12.09.2018 16:06 di Sebastian Donzella  articolo letto 563 volte
Stulac: "Con l'Inter serve la gara perfetta. D'Aversa chiede meno tocchi"

Leo Stulac, centrocampista sloveno-crociato tra i più giovani e i più talentuosi in massima serie, si è presentato quest'oggi ai microfoni dei giornalisti in quel di Collecchio.

Prima il debutto in Serie A, poi con la Nazionale.
"Sono molto felice e orgoglioso. Erano due sogni, li ho realizzati entrambi. Il risultato con la Slovenia? Era una partita complicata, non siamo stati bravi a prendere i tre punti ma sono felice per il mio esordio".

In A Udinese, SPAL e Juventus. Che difficoltà hai avuto e cosa ti aspettavi?
"Erano partite molto difficili ma me l'aspettavo. Ho trovato meno spazio perché il gioco è più veloce. Però penso che abbiam fatto bene, e ho fatto bene. Devo continuare così e migliorarmi partita dopo partita".

Parma mancava in A da tre anni. E l'ha ritrovata più muscolare. Concordi?
"Sì, c'è più fisicità, bisogna correre di più. Ma ci alleniamo bene e dal punto di vista atletico siamo pronti per giocare in Serie A".

Che consigli ti dà il mister?
"Di effettuare giocate più veloci, con meno tocchi possibili".

Come stai vivendo l'avere in mano le chiavi del centrocampo?
"È un ruolo importantissimo. Mi sento pronto, anche se sono giovane e so che devo migliorarmi in tanti punti. Mi sento pronto e voglio giocarmela fino alla fine".

Adesso l'Inter, altra sfida proibitiva.
"La stiamo preparando come tutte le altre gare, in A tutte le partite sono difficili.
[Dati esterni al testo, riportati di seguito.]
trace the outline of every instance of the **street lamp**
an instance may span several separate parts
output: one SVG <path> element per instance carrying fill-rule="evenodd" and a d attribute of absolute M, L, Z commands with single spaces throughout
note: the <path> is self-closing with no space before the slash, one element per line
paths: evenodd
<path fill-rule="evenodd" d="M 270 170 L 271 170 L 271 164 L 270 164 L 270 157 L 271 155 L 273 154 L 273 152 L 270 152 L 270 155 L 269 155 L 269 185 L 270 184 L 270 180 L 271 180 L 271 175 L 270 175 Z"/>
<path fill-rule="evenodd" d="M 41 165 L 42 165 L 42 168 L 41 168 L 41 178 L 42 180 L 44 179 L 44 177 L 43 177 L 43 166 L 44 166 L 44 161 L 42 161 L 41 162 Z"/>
Stiamo lavorando al meglio, poi andremo a Milano per provare a prendere qualche punto all'Inter. Ma per riuscirci servirà la partita perfetta".

Un solo punto in classifica nelle prime tre gare.
"L'inizio è duro, ci stiamo ancora abituando alla serie A. Dobbiamo solo lavorare, i risultati verranno se giocheremo come fatto nell'ultima partita contro la Juventus".

Qual è il segreto del tuo calcio, un po' alla Pirlo.
"Non lo so, non ho copiato nessuno ma è un mio stile personale. Ovviamente ho guardato tanto i video di Pirlo ma calciavo in quel modo già da prima".

Chi batterà le punizioni fra te e Bruno Alves?
"Non lo so ancora, finora ne abbiamo battuta una a testa".

La traversa con la Juventus è stata un vero peccato. Sarebbe stato un gol bello e importante.
"Peccato, volevo fare gol. Mi era andata anche bene ma non benissimo, è mancata un po' di fortuna".